Emilie Mazzacurati is the founding partner of Tailwind Futures, a strategic venture fund focused on technologies addressing climate-driven and systemic disruptions. She has 20 years of experience working as a climate tech entrepreneur and investor, bringing deep expertise in physical risk and supply chains.
The following points summarise the key themes for corporate venture investors that emerged from her keynote session.
- Supply chains are increasingly exposed to overlapping stressors — geopolitical conflict, climate events, regulation, cyber threats and labour disruption — which compound rather than act independently.
- Recent examples (e.g., Strait of Hormuz disruption, Panama Canal drought, Red Sea attacks) illustrate how predictable and unpredictable shocks combine, driving sharp cost increases (e.g., >$400k per voyage) and widespread operational disruption.
- The scale of the opportunity is significant: around 45% of corporate growth has been lost due to supply chain disruptions over the past decade, and around 10% of global GDP depends on logistics.
- Mazzacurati frames resilience not just as risk mitigation but as a source of competitive advantage, enabling firms to anticipate disruption and outperform peers.

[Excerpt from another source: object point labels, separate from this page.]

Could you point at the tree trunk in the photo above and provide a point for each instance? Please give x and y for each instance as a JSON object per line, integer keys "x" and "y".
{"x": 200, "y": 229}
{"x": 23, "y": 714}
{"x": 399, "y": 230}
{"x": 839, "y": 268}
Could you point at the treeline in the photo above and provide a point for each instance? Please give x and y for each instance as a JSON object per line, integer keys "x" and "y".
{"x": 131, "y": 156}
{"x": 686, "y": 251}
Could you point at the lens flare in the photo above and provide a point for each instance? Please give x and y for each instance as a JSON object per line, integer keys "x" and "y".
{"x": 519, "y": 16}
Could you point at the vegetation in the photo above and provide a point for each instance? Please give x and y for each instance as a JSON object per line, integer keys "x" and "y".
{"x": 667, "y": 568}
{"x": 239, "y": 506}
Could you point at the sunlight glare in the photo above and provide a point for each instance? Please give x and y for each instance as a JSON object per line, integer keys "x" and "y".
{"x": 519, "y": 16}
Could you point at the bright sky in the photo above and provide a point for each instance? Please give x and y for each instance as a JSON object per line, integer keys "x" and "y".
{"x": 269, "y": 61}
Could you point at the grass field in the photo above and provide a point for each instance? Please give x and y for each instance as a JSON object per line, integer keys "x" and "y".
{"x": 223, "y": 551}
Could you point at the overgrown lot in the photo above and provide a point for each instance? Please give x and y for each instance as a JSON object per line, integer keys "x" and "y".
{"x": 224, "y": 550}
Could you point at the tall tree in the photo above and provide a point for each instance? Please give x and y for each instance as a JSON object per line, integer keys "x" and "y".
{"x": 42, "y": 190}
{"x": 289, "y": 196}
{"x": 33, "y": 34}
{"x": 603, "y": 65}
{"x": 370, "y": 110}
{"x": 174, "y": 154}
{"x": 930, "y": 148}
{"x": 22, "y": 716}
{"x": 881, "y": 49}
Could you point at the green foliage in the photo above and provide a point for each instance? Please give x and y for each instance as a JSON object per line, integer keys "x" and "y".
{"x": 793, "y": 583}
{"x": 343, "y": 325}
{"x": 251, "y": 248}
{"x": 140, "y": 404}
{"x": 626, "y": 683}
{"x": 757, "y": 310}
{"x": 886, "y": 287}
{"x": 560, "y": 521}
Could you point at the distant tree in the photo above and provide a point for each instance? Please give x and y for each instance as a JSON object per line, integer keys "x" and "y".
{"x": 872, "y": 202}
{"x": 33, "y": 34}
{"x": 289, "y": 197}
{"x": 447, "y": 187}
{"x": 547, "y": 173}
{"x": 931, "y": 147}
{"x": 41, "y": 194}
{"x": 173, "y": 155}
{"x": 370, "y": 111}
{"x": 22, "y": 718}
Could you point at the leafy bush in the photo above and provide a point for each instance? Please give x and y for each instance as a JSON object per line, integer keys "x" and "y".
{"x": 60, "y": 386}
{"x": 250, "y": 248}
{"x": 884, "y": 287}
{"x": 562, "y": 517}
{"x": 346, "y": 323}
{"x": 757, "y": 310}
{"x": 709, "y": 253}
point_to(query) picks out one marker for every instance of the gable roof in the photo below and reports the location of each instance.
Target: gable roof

- Three key investment verticals emerge:
- Material substitution and onshoring: replacing vulnerable commodities with locally produced alternatives (e.g., advanced materials replacing copper).
- Predictive analytics: modelling supply chain networks to forecast disruptions and simulate cascading effects across ports, shipping routes and industries.
- Insurance innovation: new parametric products to transfer risks not well covered by traditional insurance.
- Case studies highlight:
- Advanced materials (e.g., carbon nanotube-based alternatives) that reduce dependency on scarce commodities.
- Complex systems modelling that predicts second-order impacts of disruptions across global logistics networks.
- For corporate investors, the implication is clear: resilience technologies underpin future infrastructure, workforce protection and industrial systems, offering both strategic protection and new growth avenues.
- The broader thesis extends beyond supply chains to infrastructure, energy and workforce resilience, all requiring significant capital deployment and innovation.
This summary was generated by AI and lightly edited by GCV staff.